Until one Saturday night in 2002 when a friend called me up to see a movie. She bought the tickets before I arrived (I’ll be late for my own funeral), and handed them both to the ticket taker on the way into the theatre (tricky). When we sat down she said the words I will never forget:
“So, we’re actually not seeing Puppies Jumping Over Rainbows like I promised, we’re seeing 28 Days Later. It’ll be good for you.” The theatre dimmed, and the movie started.
I felt my insides go cold at the wide shots of a bleak, deserted and destroyed London. I felt the adrenaline surge when Jim came face-to-face with the first two ‘rage-virus’ victims (absolutely NOT to be confused with zombies, I’ve learned since). I was shocked and appalled – but wonderfully intrigued – by the question mark at end. Old Yeller aside, this was perhaps the first movie I saw that didn’t have a happy ending.

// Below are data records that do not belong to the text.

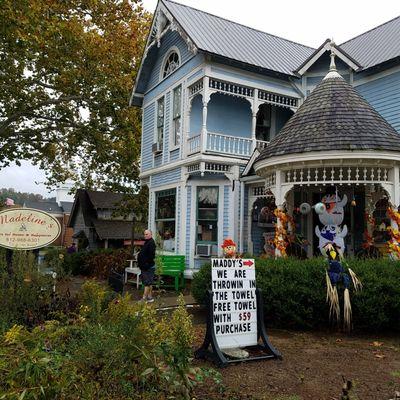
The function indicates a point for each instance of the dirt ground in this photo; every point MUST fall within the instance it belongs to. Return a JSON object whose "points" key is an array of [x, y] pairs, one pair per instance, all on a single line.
{"points": [[313, 367]]}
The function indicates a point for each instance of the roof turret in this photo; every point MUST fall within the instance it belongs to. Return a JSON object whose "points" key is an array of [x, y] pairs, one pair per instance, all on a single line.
{"points": [[333, 117]]}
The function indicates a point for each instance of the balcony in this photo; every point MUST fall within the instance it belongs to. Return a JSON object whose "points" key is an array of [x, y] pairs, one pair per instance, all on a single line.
{"points": [[221, 144]]}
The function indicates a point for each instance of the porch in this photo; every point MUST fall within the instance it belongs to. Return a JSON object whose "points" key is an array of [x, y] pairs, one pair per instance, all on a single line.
{"points": [[229, 119]]}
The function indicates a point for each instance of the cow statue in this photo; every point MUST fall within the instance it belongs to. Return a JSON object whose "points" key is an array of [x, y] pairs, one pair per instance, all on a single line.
{"points": [[332, 217]]}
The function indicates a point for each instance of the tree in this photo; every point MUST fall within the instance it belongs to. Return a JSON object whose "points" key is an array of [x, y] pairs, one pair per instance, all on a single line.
{"points": [[66, 72]]}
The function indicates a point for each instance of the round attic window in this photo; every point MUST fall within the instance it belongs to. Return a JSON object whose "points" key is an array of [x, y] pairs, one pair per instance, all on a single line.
{"points": [[171, 64]]}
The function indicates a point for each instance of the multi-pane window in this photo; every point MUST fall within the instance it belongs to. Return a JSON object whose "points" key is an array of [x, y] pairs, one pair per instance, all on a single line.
{"points": [[160, 120], [207, 215], [165, 218], [171, 64], [176, 116], [263, 123]]}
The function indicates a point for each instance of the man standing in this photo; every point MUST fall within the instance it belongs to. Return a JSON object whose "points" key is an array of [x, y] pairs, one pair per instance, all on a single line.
{"points": [[146, 264]]}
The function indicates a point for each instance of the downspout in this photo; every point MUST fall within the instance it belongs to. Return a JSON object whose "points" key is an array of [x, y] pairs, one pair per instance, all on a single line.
{"points": [[241, 217]]}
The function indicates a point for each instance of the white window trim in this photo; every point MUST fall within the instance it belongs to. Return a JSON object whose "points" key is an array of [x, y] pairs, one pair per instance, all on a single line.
{"points": [[172, 145], [172, 49], [155, 136], [154, 221]]}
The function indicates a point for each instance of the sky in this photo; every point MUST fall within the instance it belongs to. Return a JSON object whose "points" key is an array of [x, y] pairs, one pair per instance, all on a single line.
{"points": [[309, 22]]}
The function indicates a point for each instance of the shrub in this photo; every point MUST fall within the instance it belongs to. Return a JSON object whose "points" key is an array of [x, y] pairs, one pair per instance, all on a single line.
{"points": [[74, 263], [123, 351], [101, 262], [27, 296], [54, 260], [294, 292]]}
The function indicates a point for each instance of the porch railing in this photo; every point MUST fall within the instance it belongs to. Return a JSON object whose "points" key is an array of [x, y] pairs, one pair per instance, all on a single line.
{"points": [[224, 144], [261, 144], [219, 143], [193, 144]]}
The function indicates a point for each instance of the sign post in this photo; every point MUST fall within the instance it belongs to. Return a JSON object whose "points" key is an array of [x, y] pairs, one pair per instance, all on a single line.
{"points": [[235, 313]]}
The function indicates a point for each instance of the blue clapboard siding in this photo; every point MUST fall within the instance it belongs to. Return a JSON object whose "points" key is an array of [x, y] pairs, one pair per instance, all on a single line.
{"points": [[148, 136], [245, 220], [174, 155], [165, 178], [282, 116], [197, 74], [384, 95], [166, 127], [172, 79], [188, 230], [178, 219], [226, 212], [229, 115], [167, 41]]}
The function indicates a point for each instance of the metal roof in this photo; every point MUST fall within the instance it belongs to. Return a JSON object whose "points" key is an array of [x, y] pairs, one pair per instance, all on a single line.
{"points": [[333, 117], [50, 207], [376, 46], [229, 39]]}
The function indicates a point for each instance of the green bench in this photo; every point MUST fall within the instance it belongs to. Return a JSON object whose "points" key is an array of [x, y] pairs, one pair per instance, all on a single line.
{"points": [[174, 266]]}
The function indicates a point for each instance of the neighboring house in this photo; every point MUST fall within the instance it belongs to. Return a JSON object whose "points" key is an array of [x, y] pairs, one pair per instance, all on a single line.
{"points": [[96, 223], [60, 209], [216, 94]]}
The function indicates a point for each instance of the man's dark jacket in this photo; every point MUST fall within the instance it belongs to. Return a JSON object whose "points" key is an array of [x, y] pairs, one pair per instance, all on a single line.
{"points": [[147, 254]]}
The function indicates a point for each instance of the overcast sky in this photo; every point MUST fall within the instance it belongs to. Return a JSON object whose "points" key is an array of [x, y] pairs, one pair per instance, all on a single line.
{"points": [[309, 22]]}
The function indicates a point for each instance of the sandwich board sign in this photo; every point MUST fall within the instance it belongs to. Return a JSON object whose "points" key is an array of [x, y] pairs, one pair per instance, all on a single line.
{"points": [[235, 316], [233, 283], [27, 229]]}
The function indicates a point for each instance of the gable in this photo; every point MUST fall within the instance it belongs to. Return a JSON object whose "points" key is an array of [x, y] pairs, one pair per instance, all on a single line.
{"points": [[328, 46], [171, 40]]}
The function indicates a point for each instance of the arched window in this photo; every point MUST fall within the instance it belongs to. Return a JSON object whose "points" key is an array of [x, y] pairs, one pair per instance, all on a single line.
{"points": [[171, 63]]}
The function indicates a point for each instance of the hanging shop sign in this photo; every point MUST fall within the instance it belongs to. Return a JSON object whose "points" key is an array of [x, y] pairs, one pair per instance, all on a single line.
{"points": [[27, 229], [234, 302]]}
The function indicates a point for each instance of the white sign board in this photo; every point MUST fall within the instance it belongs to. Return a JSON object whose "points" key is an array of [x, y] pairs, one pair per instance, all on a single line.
{"points": [[234, 302]]}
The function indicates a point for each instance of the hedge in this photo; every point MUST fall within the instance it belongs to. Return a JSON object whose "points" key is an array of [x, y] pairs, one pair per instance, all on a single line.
{"points": [[294, 293]]}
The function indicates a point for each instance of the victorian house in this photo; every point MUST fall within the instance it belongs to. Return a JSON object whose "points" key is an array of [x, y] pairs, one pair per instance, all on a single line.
{"points": [[238, 123]]}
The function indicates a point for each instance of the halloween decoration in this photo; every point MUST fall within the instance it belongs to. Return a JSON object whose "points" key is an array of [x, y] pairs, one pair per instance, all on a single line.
{"points": [[369, 228], [331, 213], [335, 275], [229, 248], [281, 232], [305, 208]]}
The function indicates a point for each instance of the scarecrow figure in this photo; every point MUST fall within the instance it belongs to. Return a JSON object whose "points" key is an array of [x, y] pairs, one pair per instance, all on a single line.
{"points": [[336, 274], [229, 248]]}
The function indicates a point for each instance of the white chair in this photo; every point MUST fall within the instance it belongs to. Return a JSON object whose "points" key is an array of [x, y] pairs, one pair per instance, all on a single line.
{"points": [[133, 269]]}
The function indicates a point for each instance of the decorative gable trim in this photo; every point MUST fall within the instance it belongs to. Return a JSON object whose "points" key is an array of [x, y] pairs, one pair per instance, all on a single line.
{"points": [[328, 46], [163, 21]]}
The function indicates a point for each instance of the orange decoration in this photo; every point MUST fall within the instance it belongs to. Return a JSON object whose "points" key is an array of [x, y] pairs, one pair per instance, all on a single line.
{"points": [[281, 238], [393, 244], [369, 240]]}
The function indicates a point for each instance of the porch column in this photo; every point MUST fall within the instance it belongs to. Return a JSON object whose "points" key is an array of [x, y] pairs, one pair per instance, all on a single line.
{"points": [[206, 98], [254, 110], [185, 140], [369, 210], [396, 186]]}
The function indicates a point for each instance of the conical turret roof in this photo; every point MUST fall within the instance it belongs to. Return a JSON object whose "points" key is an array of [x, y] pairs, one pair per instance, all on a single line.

And, as it turned out, I had learned learned the fine art of differentiating between movie science and real science over the last 10 years. I didn’t have a single nightmare!
Admittedly, 28 Days Later is not the most terrifying or obscure horror film out there, which perhaps makes it a questionable choice to endorse. But considering it’s commercial success, I would think I’m hardly the only person it exposed to the post-apocalyptic-zombie-film concept for the first time. This movie opened the door for me to discover a whole genre of film which is easily as much fun as it is scary.
Corina notes a few my other favourites in her Halloween Rental Round-Up, but I highly recommend adding 28 Days Later to your Must-Watch list this Halloween!